Examples of the types of projects undertaken in this area include:

  • Competency-based assessments to better determine the skills and knowledge of individuals in their occupation.
  • Developing tools to assess language proficiencies at the level required for certification and advancement in the occupation.
  • Supporting the integration of essential skills assessments into existing processes for regulators.
  • Supporting the development of mutual recognition agreements (MRAs).  
  • Supporting work to harmonize certification requirements and assessment processes across provincial/territorial and national regions.
3.  Resolving the competency gaps for foreign trained workers.

Targeted training programs, whether modular or longer in duration, education or workplace-based, can support primary gaps in immigrant skills or experience.


Examples of the types of projects undertaken in this area include:

  • Occupation specific language programs at a level required for certification and professional integration. 
  • Developing new programs to address skills gaps identified through competency assessments.
  • Updating existing training courses to include online or blended delivery formats.
4.  Facilitating employment integration for immigrants.

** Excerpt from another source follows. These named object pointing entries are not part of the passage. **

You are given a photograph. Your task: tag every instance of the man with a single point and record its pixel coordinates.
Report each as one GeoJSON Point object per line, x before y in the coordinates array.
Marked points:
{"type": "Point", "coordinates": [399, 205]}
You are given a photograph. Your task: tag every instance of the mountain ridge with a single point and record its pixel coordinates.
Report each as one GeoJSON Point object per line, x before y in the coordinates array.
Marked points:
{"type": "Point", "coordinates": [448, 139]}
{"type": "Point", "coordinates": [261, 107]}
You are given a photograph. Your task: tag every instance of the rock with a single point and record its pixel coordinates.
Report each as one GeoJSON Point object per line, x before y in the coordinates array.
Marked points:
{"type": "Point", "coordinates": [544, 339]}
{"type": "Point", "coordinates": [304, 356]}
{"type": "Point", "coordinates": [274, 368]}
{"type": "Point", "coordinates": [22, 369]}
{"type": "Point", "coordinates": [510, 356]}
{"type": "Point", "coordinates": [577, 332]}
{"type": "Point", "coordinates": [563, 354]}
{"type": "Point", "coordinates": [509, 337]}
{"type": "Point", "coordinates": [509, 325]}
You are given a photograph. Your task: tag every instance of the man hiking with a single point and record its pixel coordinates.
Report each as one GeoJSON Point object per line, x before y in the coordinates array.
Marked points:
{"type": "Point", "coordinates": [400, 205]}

Obtaining certification for a regulated occupation is often a necessary aspect of integrating into the BC labour market. Yet immigrants report additional challenges to working in their occupations. Initiatives in this area are focussed on creatively working with stakeholders to address a variety of barriers so immigrants have the opportunity to fully utilize their talents in BC.


Examples of the types of projects undertaken in this area include: 

  • Working with regulators and employers to define the expected outcomes of Canadian work experience and identify equivalent ways to achieving those expectations to reduce, where possible, time-based Canadian work experience requirements.   
  • Working with regulators to develop “Working in BC” resources / workshops / webinars and other ways to inform internationally trained professionals about the work environment in BC, including such things as BC laws and regulations, business practices, culture, work ethic and other factors.
  • Developing information for employers with respect to FQR processes and considerations for employers when hiring and internationally trained professionals and facilitating a welcoming workplace environment.
  • Developing licensure exam preparation resources / workshops
5.    Enhance regulator FQR information management.
 
Enhancing regulator capacity to track their FQR processes and outcomes enables them to strive for continuous improvement. Sharing FQR outcomes with the Province allows for more effective investments in improving the overall system in BC, and therefore, enhances BC’s competitive advantage in attracting skilled workers from abroad.


Examples of the types of projects undertaken in this area include:

  • Supporting the development of regulator web-based application systems and applicant tracking systems.
  • Initiating an annual survey on FQR outcomes across BC.